Akhirnya gadis itu mengangguk lemah, tak ada salahnya ia sesekali keluar mencari hiburan. Kebetulan nanti malam ia tak ada tugas mengajar malam.
"Nah, gitu dong. Pinter kek sekali-sekali," gurau Diva yang hanya dibalas Uly dengan senyum tipis yang amat sangat dipaksa.
Malam harinya, Uly dibuat terkejut setengah mati saat Diva mengajaknya masuk ke dalam klab malam, tempat terkutuk yang paling Uly benci.
"Kamu ... kamu kenapa ajak aku ke sini?" tanya Uly panik.
Sementara Diva berjalan santai sambil membenahi dress pas badan yang dikenakannya.
"Nggak apa, Ly, sesekali kamu juga harus tahu tempat yang begini."
"Kamu mau jerumusin aku atau gimana sih?" omel Uly kesal.
"Enak aja, memangnya aku temen apaan. Ini tuh biar kamu bisa sedikit lupa dengan patah hati kamu itu. Udah deh, ayo masuk! Kita cuma happy-happy, bukan mau nyerahin diri ke laki-laki," gerutu Diva tak sabar.
Uly terpaksa mengikuti langkah Diva yang kini telah menarik tangannya. Tubuh gadis itu merinding saat kakinya mulai menginjak lantai club yang terlihat sangat ramai. Suara musik mengehentak kencang, bau alkohol bercampur asap rokok membuat Uly enggan menghirup udara di dalam.

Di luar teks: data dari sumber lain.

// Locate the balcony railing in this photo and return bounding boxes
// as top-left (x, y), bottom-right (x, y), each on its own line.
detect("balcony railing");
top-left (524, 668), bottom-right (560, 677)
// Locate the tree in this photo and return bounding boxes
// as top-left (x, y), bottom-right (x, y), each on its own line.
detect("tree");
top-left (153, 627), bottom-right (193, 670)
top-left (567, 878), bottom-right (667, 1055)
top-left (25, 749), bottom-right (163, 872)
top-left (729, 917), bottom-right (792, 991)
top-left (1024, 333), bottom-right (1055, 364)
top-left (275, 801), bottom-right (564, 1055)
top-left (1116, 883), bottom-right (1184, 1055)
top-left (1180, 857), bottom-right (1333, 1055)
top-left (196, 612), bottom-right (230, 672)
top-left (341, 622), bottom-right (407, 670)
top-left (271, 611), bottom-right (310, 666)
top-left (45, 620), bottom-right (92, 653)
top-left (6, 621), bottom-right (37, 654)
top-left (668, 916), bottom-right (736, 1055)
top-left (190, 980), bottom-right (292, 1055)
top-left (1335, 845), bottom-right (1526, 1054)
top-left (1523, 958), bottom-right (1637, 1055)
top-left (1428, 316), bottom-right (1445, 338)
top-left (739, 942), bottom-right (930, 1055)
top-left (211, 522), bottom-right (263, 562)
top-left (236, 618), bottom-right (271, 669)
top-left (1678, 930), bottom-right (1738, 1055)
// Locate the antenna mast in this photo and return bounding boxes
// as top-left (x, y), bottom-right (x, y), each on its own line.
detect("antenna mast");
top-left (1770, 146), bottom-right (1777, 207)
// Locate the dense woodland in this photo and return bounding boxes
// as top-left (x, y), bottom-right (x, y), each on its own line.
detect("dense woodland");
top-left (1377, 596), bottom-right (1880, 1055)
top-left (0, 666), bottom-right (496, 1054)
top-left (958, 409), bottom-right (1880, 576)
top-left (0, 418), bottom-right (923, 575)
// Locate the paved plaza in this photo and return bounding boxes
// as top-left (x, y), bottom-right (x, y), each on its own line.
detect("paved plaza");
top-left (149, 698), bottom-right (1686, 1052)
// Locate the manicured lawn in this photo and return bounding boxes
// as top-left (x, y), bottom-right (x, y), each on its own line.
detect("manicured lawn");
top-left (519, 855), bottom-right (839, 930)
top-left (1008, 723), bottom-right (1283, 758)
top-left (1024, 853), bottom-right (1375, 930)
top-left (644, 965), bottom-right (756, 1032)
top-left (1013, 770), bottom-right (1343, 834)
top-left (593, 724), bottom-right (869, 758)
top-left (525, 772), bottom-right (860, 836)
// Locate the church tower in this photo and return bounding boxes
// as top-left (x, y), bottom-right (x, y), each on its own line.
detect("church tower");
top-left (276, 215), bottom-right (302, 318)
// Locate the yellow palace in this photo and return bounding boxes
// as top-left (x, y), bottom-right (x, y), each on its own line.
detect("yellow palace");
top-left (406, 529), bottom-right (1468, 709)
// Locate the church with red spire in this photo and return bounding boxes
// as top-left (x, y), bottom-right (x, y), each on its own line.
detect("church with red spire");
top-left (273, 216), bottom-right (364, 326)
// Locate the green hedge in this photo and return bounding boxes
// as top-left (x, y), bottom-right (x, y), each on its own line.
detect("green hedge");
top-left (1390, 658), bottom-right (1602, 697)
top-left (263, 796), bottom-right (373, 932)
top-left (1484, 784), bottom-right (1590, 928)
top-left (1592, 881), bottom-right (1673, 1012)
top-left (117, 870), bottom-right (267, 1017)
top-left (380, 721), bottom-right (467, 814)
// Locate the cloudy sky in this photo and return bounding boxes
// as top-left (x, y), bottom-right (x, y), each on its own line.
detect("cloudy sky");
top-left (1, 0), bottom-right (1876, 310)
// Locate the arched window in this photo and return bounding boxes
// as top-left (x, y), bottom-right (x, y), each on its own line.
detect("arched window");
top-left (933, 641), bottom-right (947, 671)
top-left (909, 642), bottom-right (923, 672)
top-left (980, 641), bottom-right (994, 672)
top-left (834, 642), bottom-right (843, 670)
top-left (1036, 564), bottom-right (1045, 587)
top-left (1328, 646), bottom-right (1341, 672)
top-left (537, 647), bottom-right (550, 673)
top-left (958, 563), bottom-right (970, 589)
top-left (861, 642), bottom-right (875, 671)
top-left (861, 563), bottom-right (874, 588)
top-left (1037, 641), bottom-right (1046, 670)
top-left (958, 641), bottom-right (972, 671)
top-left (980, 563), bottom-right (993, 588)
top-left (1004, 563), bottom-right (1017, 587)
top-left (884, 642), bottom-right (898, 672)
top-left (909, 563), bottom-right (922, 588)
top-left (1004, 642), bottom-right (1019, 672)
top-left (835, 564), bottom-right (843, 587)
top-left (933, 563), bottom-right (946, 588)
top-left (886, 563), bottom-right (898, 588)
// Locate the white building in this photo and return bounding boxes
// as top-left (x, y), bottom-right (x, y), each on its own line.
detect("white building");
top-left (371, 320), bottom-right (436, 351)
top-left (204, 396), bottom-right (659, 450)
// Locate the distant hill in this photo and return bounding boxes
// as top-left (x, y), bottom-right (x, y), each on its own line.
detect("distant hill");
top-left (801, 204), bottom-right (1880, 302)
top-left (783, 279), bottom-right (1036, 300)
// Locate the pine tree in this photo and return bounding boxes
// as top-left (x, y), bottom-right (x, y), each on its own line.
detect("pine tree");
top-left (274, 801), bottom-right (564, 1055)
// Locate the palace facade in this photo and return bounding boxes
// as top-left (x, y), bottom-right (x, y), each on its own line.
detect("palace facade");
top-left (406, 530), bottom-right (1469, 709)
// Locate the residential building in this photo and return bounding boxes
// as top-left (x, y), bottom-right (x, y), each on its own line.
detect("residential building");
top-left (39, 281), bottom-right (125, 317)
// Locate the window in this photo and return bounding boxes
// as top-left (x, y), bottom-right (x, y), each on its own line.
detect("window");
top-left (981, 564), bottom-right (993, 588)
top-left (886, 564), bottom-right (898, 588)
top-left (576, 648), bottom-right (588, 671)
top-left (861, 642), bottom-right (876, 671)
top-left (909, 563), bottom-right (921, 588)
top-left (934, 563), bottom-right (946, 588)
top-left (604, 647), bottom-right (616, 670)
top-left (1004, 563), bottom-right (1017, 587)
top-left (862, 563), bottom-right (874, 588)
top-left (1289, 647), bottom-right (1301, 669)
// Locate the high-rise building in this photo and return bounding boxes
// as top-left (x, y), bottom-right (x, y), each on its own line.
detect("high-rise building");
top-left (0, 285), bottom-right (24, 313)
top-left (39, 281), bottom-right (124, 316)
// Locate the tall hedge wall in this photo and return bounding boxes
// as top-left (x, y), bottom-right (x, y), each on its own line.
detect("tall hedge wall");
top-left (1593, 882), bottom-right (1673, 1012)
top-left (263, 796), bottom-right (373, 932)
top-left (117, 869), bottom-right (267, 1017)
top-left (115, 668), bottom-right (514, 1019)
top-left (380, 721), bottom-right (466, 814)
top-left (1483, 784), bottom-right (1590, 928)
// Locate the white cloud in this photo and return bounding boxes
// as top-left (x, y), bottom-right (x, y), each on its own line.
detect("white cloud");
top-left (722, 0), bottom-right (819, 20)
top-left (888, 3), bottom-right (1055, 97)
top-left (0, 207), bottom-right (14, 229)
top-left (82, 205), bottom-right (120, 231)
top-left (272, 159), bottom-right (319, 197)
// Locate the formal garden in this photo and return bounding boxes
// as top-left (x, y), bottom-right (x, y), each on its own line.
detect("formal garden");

"Mas, winenya dong." Diva memesan minuman pada bartender.
Sang pria berambut coklat keemasan itu tersenyum cerah seraya menyiapkan pesanan Diva.
"Kamu mau minum alkohol?" tanya Uly panik.
"Dikit doang, nggak nyampe mabuk," sahut Diva santai.
"Ih, itu 'kan nggak bagus buat kesehatan, Div," ujar Uly memperingatkan, dengan suara yang dibesarkan karena berisiknya ruangan ini.
"Patah hati juga nggak bagus buat kesehatan, Ly," sahut Diva santai.
Gadis itu ingin kembali mengingatkan, tapi terjeda saat pesanan Diva datang. "Wine for beautiful ladies."
Diva membalas senyum pria itu seraya menerima minumannya.
"Kamu harus coba." Gadis itu menyodorkan gelas itu ke hadapan Uly.
"Nggak mau!" sahutnya sambil menutup mulut dengan kedua tangan.
"Dikit aja," ucap Diva meyakinkan.
Uly terus menolak dan Diva tetap memaksa. Hal itu berlangsung sampai beberapa menit, hingga Uly akhirnya kembali mengalah dan mengikuti kemauan Diva.